Question

If the $7^{th}$ term of HP is \[\dfrac{1}{{10}}\] $12^{th}$ term is \[\dfrac{1}{{25}}\], then the $20^{th}$term is
A.\[\dfrac{1}{{41}}\]
B. \[\dfrac{1}{{45}}\]
C. \[\dfrac{1}{{49}}\]
D. \[\dfrac{1}{{37}}\]

Answer 1

Hints: If \[\dfrac{1}{a}\] is $n^{th}$ term of HP then a is $n^{th}$ term of AP. Now, apply this concept to obtain the $7^{th}$ term and $12^{th}$ term of AP, then find the values of a and d by the $n^{th}$ term formula of AP. Apply the $n^{th}$ term formula of AP to find the $20^{th}$ term. Substitute 3 for d and -8 for a in the expression \[a + 19d\] and take the reciprocal of 49 to obtain the required value.

Formula used
The $n^{th}$ term of AP is \[{t_n} = a + (n - 1)d\] , where a is the first term and d is the common difference.

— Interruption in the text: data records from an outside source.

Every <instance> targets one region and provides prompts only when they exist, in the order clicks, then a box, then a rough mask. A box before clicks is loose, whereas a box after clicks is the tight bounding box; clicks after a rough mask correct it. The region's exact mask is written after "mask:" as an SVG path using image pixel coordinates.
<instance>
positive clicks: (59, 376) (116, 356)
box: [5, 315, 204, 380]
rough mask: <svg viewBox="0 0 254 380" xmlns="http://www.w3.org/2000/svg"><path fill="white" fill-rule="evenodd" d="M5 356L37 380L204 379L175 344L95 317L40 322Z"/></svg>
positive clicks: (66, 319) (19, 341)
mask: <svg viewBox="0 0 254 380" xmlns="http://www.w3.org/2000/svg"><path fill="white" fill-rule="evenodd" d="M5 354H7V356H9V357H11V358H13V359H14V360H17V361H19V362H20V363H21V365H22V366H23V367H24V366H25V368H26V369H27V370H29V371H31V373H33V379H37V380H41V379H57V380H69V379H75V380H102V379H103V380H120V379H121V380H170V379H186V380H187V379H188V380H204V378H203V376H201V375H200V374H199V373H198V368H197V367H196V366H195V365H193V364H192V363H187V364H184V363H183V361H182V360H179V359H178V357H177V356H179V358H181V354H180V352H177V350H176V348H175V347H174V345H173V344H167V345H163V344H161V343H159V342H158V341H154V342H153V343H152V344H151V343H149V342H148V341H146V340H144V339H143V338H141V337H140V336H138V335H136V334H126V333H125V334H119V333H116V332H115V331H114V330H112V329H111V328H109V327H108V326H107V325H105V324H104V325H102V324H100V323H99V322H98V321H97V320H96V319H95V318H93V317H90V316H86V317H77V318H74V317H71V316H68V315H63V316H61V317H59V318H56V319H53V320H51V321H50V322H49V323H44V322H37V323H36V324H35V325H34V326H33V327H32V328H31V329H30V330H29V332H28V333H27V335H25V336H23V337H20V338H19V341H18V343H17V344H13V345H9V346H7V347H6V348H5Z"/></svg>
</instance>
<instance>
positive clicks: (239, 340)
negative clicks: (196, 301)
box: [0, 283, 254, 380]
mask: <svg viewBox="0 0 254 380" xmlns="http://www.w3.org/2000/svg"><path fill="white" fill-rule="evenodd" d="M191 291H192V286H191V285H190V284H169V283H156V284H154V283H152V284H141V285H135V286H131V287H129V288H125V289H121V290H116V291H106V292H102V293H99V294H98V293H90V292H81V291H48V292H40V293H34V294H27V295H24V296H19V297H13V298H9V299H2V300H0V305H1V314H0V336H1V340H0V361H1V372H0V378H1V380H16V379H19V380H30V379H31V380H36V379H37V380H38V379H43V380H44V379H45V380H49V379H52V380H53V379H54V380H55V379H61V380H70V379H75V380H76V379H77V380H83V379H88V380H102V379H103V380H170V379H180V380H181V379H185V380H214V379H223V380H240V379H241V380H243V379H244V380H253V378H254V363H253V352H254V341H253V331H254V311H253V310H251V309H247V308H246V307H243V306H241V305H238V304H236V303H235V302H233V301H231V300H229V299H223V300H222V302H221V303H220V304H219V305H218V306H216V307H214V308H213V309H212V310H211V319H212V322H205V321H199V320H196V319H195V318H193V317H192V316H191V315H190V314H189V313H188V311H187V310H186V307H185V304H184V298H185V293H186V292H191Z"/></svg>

Complete step by step solution
It is given that; $7^{th}$ term of HP is \[\dfrac{1}{{10}}\] $12^{th}$ term is \[\dfrac{1}{{25}}\].
Therefore, $7^{th}$ term of AP is 10 and $12^{th}$ term is 25.
Now, the $n^{th}$ term of AP is \[{t_n} = a + (n - 1)d\].
So, \[a + 6d = 10 - - - (1)\]
And
\[a + 11d = 25 - - - (2)\]
Subtract (1) from (2) to obtain the value of d.
\[a + 11d - a - 6d = 25 - 10\]
\[5d = 15\]
\[d = 3\]
Substitute 3 for d in (1) to obtain the value of a.
\[\begin{array}{l}a + 6 \times 3 = 10\\a = 10 - 18\\a = - 8\end{array}\]
The $20^{th}$ term is \[{t_{20}} = a + 19d\]
Substitute 3 for d and -8 for a in the equation \[{t_{20}} = a + 19d\] to obtain the $20^{th}$ term of AP.
\[\begin{array}{I}{t_{20}} = - 8 + 19 \times 3\\ = - 8 + 57\\ = 49\end{array}\]
Therefore, the $20^{th}$ term of HP is \[\dfrac{1}{{49}}.\]

The correct option is C.

Note: Recall the concept that “if \[\dfrac{1}{a}\] is $n^{th}$ term of HP then a is the $n^{th}$ term of AP”- by using this concept students can easily solve this type of problems. Sometimes students solve the problem directly with HP which leads to a critical calculation. Other than that, convert the terms of HP into AP and then solve the problem easily.